Lemon-Cranberry Yeast Cake
makes one 10" cake
Cake
2 1/4 cups all purpose flour, divided
2 1/4 tsp (one packet) instant yeast
1/4 cup sugar
1/2 tsp salt
1/2 cup warm milk
10 tbsp butter, melted
4 large eggs
1 tbsp lemon zest
2 cups dried cranberries
Syrup
3/4 cup sugar
1/2 cup water
1/2 cup lemon juice
- Grease a 10" tube pan
- In a large bow combine 3/4 cup flour, yeast, sugar and salt. Combine the warm milk and melted butter, and gradually add to the flour mixture, mixing for 2 minutes. Add the eggs, remaining 1 1/2 cups flour and lemon zest. Beat vigorously for 2 minutes, stir in dried cranberries. Spread the dough evenly into the pan. Cover, and let rise for 1 hour. Towards the end of the cake's rising time, preheat the oven to 375 degrees.

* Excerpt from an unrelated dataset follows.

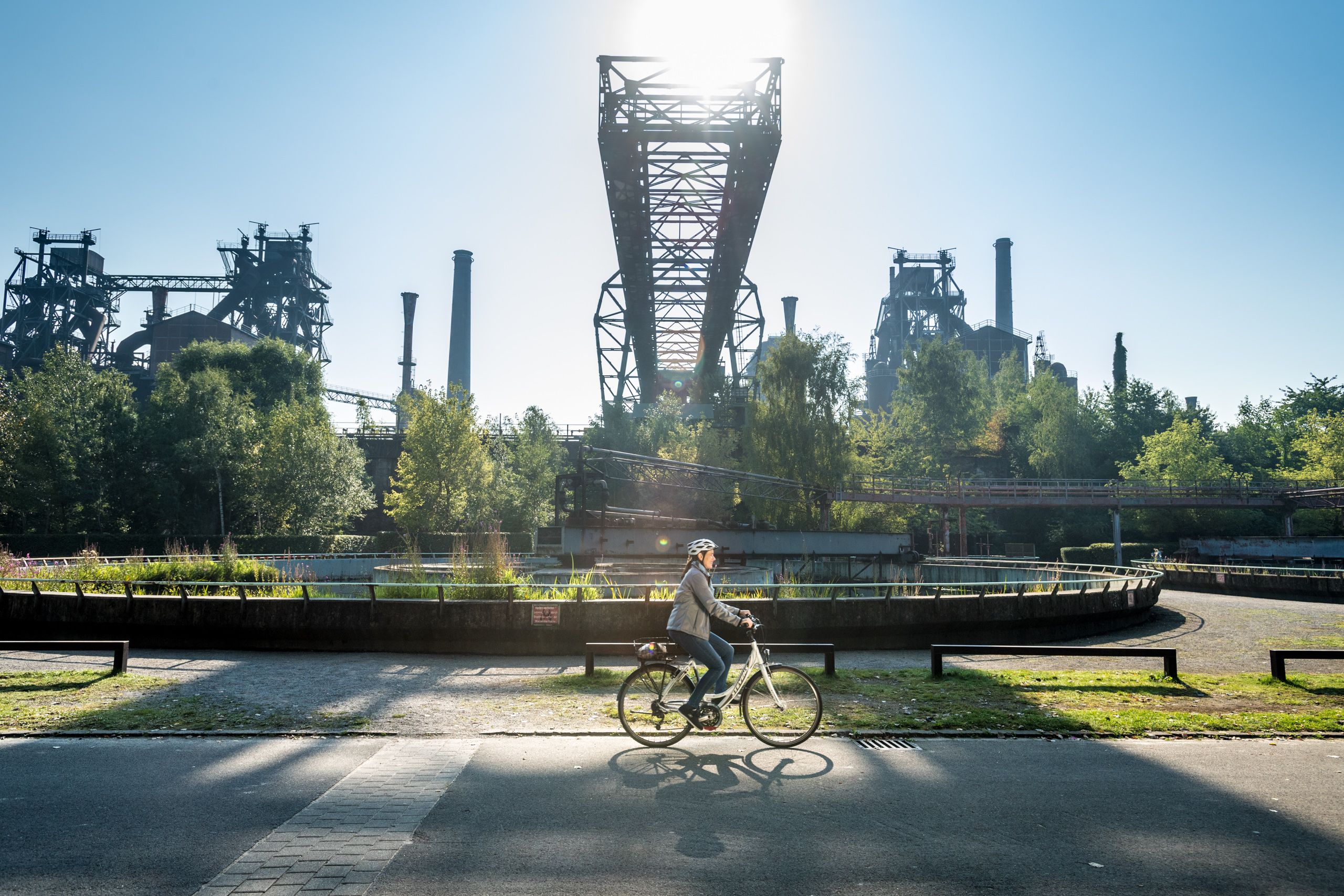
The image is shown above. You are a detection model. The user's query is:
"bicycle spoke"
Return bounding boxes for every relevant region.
[742,666,821,747]
[617,663,691,747]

- Make the syrup: combine the sugar and water in a saucepan and bring to a boil over medium-high heat. Simmer for about 10 minutes, until the syrup thickens. Add the lemon juice, and remove from the heat.

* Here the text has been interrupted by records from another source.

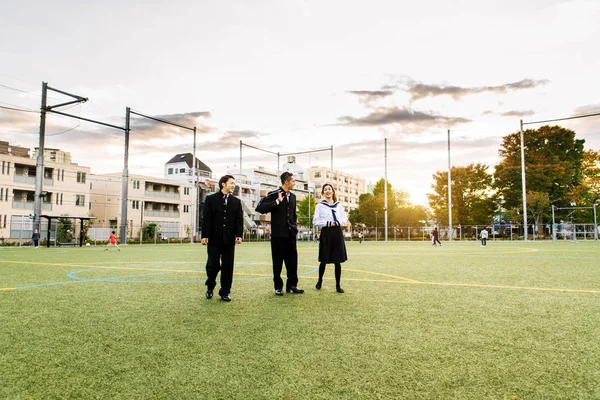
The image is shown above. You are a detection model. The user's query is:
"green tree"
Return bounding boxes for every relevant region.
[298,195,317,226]
[56,214,75,243]
[427,163,496,225]
[348,179,427,236]
[570,150,600,221]
[494,126,585,217]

- Bake the cake for 22-25 minutes, until a tester inserted into the center comes out clean. Remove it from the oven.
- Brush half the syrup over the cake, and allow it to cool for 5 minutes. Turn it out onto a rack set over parchment paper or a pan. Brush the remaining syrup over the newly exposed bottom crust. Turn the cake right-side up onto a plate, and cool completely.